In April 1864, Wakely put his gallery up for sale due to health concerns, offering to teach the art to the buyer.  When no interested parties materialized, Wakely continued to photograph Denver and its environs, documenting the May 1864 Cherry Creek flood. 

Denver Flood
George D. Wakely, photographer. West Denver No 2, May 19-20, 1864, albumen silver print. J. Paul Getty Museum.

On June 27, 1864, Wakely announced:  “I will close my photographic rooms in a few days. Patrons are requested to call and get their pictures.  A few more views of the flood left for sale.”

George D. Wakey, photographer. Mouth of Fall River, View up Clear Creek, Four Miles above Idaho, Colorado Territory, 1862-1865, albumen silver print. J. Paul Getty Museum.

In October 1864, he copyrighted 26 photographs with the First Judical District of Colorado Territory, including views of the Garden of the Gods, Central City, Black Hawk, and mining views in North Empire.  

Wakely had closed his gallery and moved New York by February 1865.  At that time he offered his Rocky Mountain and mining views for sale in Harper’s Weekly magazine.  But later that year, Wakely, now living in Washington, DC, with a studio at 524 Pennsylvania Avenue, produced a series of stereoviews documenting government buildings. 

Patent Office
George D. Wakely, photographer. Interior of Patent Office, circa 1866, albumen silver print. The J. Paul Getty Museum.

In 1869 or 1870 Wakely opened a photographic supply store in Kansas City,  publishing a catalog of the materials he offered for sale. He ran this business until 1877 when he sold out to Fred Mullett. During this time, Wakely also wrote articles for professional photograph journals.  
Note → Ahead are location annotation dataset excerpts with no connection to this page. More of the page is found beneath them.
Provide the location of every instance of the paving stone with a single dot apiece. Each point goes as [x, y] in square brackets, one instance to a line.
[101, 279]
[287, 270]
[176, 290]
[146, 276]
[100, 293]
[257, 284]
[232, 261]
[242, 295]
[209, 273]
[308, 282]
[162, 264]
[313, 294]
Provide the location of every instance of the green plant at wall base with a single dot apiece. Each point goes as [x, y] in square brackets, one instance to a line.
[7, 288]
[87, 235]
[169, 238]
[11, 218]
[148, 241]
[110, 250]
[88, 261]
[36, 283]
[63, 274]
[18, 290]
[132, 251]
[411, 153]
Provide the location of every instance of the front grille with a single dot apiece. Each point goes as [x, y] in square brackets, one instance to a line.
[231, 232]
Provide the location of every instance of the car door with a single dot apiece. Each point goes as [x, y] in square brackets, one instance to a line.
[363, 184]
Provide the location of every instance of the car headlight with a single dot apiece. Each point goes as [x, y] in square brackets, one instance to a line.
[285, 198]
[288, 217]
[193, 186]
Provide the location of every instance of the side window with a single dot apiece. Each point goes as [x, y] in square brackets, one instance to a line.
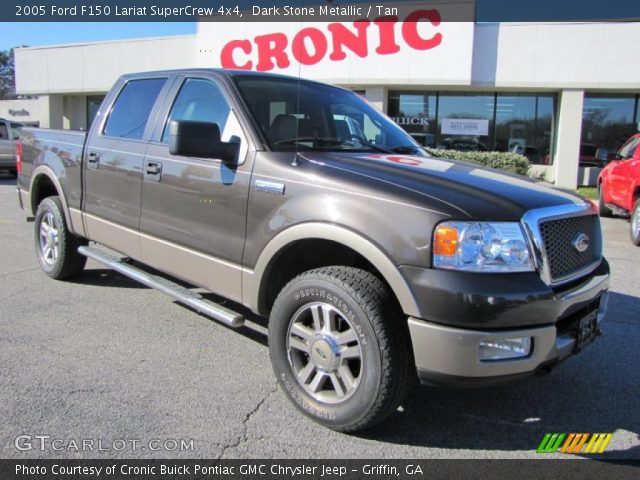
[130, 112]
[16, 129]
[199, 100]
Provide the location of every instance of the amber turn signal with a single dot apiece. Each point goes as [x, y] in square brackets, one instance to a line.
[445, 241]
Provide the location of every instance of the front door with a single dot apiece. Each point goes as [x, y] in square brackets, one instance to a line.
[193, 215]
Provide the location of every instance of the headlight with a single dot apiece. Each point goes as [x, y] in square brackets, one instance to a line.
[481, 247]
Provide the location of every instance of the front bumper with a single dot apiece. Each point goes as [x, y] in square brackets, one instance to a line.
[447, 355]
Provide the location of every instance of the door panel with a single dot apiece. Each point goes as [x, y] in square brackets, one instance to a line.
[193, 213]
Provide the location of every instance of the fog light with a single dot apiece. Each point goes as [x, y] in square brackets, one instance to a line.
[504, 349]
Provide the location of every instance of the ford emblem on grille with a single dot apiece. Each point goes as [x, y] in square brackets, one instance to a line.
[581, 243]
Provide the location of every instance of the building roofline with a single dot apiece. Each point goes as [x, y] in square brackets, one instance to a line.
[103, 42]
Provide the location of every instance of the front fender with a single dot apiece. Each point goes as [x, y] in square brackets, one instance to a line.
[252, 279]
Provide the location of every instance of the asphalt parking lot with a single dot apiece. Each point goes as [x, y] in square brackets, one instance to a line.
[105, 358]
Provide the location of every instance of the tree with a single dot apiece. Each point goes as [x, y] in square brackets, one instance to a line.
[7, 75]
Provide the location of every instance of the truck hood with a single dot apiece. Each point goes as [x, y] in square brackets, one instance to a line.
[457, 189]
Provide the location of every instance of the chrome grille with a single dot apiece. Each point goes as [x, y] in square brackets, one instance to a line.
[553, 231]
[558, 237]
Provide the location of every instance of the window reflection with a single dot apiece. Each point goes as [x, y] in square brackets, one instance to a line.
[472, 121]
[607, 122]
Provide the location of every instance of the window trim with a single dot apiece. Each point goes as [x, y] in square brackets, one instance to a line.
[158, 131]
[151, 120]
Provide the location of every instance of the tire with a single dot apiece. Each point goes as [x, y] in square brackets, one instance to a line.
[603, 210]
[635, 224]
[352, 371]
[56, 246]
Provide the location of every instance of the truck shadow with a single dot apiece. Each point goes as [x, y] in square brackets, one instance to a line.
[595, 392]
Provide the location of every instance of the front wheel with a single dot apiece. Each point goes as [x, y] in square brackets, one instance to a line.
[340, 348]
[56, 246]
[635, 224]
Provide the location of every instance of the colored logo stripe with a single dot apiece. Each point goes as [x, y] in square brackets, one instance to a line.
[600, 440]
[550, 443]
[574, 443]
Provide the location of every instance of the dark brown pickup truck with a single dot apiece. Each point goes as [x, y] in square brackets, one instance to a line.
[376, 263]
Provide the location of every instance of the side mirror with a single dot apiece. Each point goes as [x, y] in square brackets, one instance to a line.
[602, 154]
[200, 139]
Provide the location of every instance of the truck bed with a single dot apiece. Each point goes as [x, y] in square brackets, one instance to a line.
[60, 152]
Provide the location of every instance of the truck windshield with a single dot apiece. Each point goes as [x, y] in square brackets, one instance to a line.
[302, 115]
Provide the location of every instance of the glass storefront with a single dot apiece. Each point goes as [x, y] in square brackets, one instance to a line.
[520, 123]
[607, 122]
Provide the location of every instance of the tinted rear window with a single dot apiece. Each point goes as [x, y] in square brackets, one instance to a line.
[131, 109]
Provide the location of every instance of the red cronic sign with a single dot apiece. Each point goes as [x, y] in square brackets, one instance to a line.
[311, 45]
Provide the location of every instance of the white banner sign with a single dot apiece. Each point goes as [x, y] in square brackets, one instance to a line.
[417, 46]
[465, 126]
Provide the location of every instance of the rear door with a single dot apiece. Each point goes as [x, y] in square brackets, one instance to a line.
[7, 146]
[193, 214]
[113, 160]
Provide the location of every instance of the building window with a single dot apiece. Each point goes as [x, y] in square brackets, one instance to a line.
[522, 123]
[465, 121]
[416, 112]
[607, 122]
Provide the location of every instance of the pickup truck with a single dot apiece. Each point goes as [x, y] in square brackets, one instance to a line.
[619, 186]
[9, 134]
[375, 263]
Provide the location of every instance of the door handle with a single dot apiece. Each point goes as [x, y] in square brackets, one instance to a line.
[153, 168]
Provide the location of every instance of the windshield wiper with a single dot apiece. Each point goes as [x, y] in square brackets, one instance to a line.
[406, 149]
[321, 140]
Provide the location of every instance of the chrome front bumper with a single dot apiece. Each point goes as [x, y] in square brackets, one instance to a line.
[450, 356]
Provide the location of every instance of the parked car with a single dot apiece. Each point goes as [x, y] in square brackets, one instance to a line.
[9, 134]
[373, 265]
[619, 186]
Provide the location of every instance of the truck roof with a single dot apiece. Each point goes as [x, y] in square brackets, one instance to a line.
[223, 71]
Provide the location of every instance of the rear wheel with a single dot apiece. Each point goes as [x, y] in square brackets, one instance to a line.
[635, 224]
[340, 348]
[603, 210]
[56, 246]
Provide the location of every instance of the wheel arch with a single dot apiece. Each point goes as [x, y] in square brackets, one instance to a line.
[44, 183]
[255, 284]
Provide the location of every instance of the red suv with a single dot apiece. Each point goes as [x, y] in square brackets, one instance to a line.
[619, 186]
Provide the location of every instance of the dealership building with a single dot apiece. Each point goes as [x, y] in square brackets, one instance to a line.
[563, 94]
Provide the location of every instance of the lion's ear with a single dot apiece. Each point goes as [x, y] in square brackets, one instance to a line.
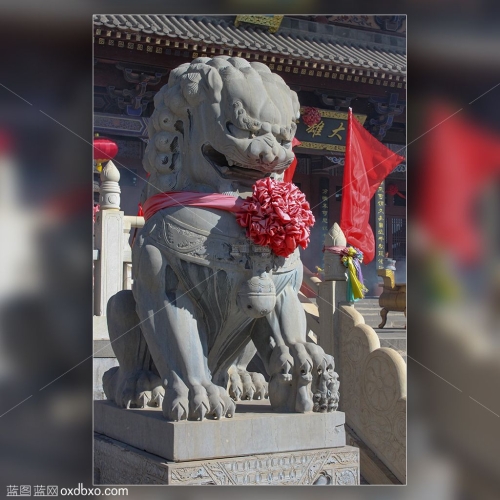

In the summer of 1877 Wakely relocated to Los Angeles, running a livery stable.  He returned to Colorado in 1879, working in Leadville, and the following year he was back in the photo business with Edward N. Clements as Wakely & Clements.  

By 1884, Wakely was on the move again, this time to Dallas, Texas.  He was employed by Alfred Freeman, a photographer and dealer in pianos and organs.  Working as a traveling salesman based out of Waco, Texas, Wakely sold pianos and organs in 1888 and 1889.  By 1890, he had again opened a photography studio, this time in McKinney, Texas, while also still selling pianos.  In 1894 he joined forces with photographer William F. Cobb, operating as Wakely & Cobb until March 1897.  In November 1898, Wakely started a new gallery in McKinney in the Dr. Metz building.  He worked there until 1901 when he accepted a job for a Dallas music company as a traveling salesman.  For the next several years, Wakely’s  photography took him to various towns in Texas and Oklahoma, before retiring in Dallas.  

In April 1922, Wakely was hit by a car or train.  He died from his injuries on April 22, 1922.  Wakely was survived by his second wife, Etta R. Lawrence.  He is buried at Grove Hill Memorial Park, Dallas.